330 F.2d 185
Thomas B. BRYANT, to his own use and to the use of Liberty
Mutual Insurance Company, Appellant,
PARTENREEDEREI-ERNEST RUSS, Appellee.
PARTENREEDEREI-ERNEST RUSS, Appellant,
ORIOLE SHIP CEILING CO., Inc., Appellee.
United States Court of Appeals Fourth Circuit.
Argued Jan. 9, 1964.
Decided April 1, 1964.
Maurice J. Pressman, Baltimore, Md., for appellant Thomas B. Bryant, and another.
Southgate L. Morison, Baltimore, Md., (Ober, Williams, Grimes & Stinson, Baltimore, Md., on brief), for appellee and appellant Partenreederei-Ernest Russ.
Peter Parker, Baltimore, Md., (David R. Owen and Semmes, Bowen & Semmes, Baltimore, Md., on brief), for appellee Oriole Ship Ceiling Co., Inc.
Before SOBELOFF, Chief Judge, and BOREMAN and J. SPENCER BELL, Circuit judges.
J. SPENCER BELL, Circuit Judge:
Appellant, Thomas B. Bryant, a ship ceiler, appeals from a district court judgment exonerating appellee, Partenreederei-Ernest Russ (hereinafter Partenreederei) of liability for injuries sustained by Bryant while engaged in constructing a grain feeder box aboard Partenreederei's vessel, the S. S. Christian Russ. The district court, sitting without a jury, held that the vessel was seaworthy and that the injuries sustained by Bryant were not caused by negligence on the part of the vessel's owners or crew.1 We reverse the district court since, in our view, its judgment rested on a misapprehension of the legal standards of seaworthiness, as fashioned by recent Supreme Court and inferior federal court decisions.
The background facts are uncontradicted and quickly stated.

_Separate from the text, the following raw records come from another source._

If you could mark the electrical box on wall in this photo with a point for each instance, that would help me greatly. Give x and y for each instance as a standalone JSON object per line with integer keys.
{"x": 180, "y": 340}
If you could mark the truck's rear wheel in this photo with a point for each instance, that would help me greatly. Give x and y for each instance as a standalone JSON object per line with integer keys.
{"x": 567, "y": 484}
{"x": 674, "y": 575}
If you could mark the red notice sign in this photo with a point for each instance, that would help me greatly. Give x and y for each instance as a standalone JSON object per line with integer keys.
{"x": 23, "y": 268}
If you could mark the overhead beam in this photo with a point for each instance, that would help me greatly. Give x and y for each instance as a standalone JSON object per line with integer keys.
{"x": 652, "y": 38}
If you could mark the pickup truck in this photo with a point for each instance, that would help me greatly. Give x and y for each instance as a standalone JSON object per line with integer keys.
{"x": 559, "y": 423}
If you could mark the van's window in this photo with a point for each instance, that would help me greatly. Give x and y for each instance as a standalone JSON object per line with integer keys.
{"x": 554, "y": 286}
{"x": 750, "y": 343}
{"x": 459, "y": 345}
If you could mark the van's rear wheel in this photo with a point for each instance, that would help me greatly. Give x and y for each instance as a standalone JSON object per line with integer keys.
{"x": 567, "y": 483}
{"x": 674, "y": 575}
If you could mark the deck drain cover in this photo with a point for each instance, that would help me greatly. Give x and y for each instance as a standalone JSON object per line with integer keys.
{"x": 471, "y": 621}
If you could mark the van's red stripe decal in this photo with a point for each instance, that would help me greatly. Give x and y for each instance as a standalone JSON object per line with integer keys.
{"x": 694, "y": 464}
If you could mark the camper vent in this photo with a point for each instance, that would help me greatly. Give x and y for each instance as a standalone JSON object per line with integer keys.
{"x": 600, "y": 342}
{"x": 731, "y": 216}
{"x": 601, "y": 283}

On November 24, 1960, Bryant and several coworkers were assigned by their employer, Oriole Ship Ceiling Company, Inc. (hereinafter Oriole), which was under contract with Partenreederei, to prepare hatch No. six of the S. S. Christian Russ for the storage of grain. This was to be accomplished by erecting a grain feeder box in the square of the hatch, extending from the 'tween deck up to the main deck.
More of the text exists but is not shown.